Não é por acaso que os gregos gravaram a frase “Conhece-te a ti mesmo e conhecerás os deuses e o universo” na entrada do Templo de Delfos, em homenagem a Apolo, o deus grego do sol, da harmonia e da beleza.

 

O próprio cérebro humano, voltando-se para o mundo dos átomos e dos núcleos, descobre  que ele faz parte da natureza dinâmica do Universo. Compreendemos, então, que tudo está conectado! Tudo é interdependência!

 

Para conhecermos o que está à nossa volta, interagir com o mundo e com os Outros precisamos, antes de tudo, conhecer quem somos nós. Este é o verdadeiro conhecimento!

 

Paul VALÉRY, escritor francês uma vez tentou escrever uma fabula paródica sobre o cérebro, porém, escreveu somente os dois primeiros versos que falava assim :

 

"Mestre Cérebro, em sua árvore empoleirado

Mantinha em suas dobras seu mistério"...

 

Foi preciso séculos para reabrir o estatuto de observador do Mestre Cérebro.
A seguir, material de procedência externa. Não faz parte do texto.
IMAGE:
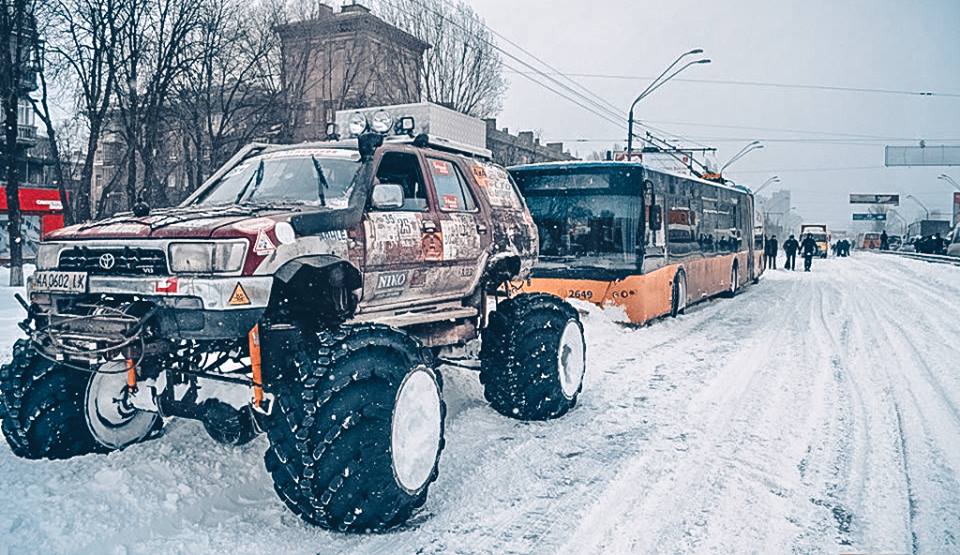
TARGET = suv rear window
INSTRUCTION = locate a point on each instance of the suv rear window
(453, 194)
Não somente ele ainda mantém em suas dobras seu mistério, mas ele continua, para muitos, empoleirado,  inacessível. Nossa civilização está cheia de paradoxos. Em nossa época achamos normal administrar tudo... exceto os recursos do cérebro!

 

Leitura da Vida e do Vivente! Leitura do mundo! É o que pretendemos abordar aqui. Esperamos que esta primeira página seja o começo de uma longa e extraordinária história para todos nós!

 

Aprender e procurar compreender é o melhor estímulo biológico para o cérebro!

 


[1] Oliver Sacks, 2003.

[2] O mundo, segundo Albert Jacquard, (Conferência em Vanosc-Ardêche, Jean Dornac, Jun 2004). http://www.ethologie.info/revue/spip.php?article15

[3] H. Trocmé-Fabre, 2002.

[4] Cf. Jean Didier VINCENT (1986). 

[5] Howard GARDNER, 1974, citado por H. Trocmé-Fabre, 2002.